You are real. Anything that is genuinely real is not separate from you; it is part of you, one with you. This real field includes the unmediated presence of nature, the suchness of a tree, the vastness of the sky. This is the true "inner."

Conversely, what we typically call the "inner world"—the mind—is actually the "outer." It is a projected space, a virtual field of imagination. It is outside the real, a commentary about the real, but not the real itself.

Does this not bring a profound clarity to observation? And does it not reveal that the traditional viewpoint of inner and outer is itself a construct, established by the very mind—the very "outer space" it seeks to define? The mind, which is invented from the real, then invents a world of separation.

So, the mirror is the field itself.

There are two fields:

  1. The Field of the Real: That which is untouched by thought, because it is prior to it. It is the is-ness of existence, unaltered by ideas, opinions, beliefs, or any form of mental manipulation. You cannot add to it or subtract from it. It simply is.
  2. The Field of the Imagined: This has nothing to do with the real. It is invented, projected, and made up by the mind. It is a ripple upon the surface of the real, mistaken for the depths.

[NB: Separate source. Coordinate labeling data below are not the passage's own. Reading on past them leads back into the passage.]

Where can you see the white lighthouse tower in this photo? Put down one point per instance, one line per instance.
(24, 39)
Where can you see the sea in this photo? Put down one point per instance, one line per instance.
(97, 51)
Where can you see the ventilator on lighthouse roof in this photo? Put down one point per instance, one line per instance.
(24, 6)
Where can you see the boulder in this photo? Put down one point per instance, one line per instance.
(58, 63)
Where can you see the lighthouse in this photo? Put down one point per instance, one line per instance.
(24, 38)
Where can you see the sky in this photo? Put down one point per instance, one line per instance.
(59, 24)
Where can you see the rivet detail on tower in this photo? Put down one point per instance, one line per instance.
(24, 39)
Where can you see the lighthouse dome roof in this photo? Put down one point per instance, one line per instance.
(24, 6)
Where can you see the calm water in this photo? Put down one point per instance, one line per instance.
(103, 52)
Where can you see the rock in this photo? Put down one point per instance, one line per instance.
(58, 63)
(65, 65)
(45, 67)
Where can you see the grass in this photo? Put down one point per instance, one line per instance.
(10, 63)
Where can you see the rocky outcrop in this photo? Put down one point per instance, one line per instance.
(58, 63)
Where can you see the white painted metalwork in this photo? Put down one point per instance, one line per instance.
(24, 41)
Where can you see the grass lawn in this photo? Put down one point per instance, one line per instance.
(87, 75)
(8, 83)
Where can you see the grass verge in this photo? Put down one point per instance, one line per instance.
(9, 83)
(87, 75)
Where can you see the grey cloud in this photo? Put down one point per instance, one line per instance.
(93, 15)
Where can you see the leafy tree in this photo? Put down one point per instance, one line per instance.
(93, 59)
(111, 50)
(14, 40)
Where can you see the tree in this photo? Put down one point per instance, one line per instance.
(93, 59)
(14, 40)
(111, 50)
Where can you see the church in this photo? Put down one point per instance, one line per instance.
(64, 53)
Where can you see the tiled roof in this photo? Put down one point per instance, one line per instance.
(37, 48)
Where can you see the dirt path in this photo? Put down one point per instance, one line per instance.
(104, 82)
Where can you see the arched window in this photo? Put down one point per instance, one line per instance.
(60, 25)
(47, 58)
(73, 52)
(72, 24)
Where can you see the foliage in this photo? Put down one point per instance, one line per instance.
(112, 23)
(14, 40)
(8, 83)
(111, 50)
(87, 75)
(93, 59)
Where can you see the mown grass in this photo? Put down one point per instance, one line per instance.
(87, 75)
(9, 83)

If you identify as a mind, then of course the mind seems inner, and everything it perceives seems outer. This is the perspective of the division itself.

But if you rest without splitting experience into inner and outer—if you settle into the field of the real—a fundamental shift occurs. You realize you are not a separate observer of the real; you are the real, and it is you. You are an expression of nature, of space, inseparable from it.

That is the true inner. It is the field of the real.

And the "outer" is now seen for what it is: anything projected from that reality into a virtual, secondary field—the field of imagination, psyche, and thought. It is, in fact, outside the field of the real, a phantom territory we have mistaken for home.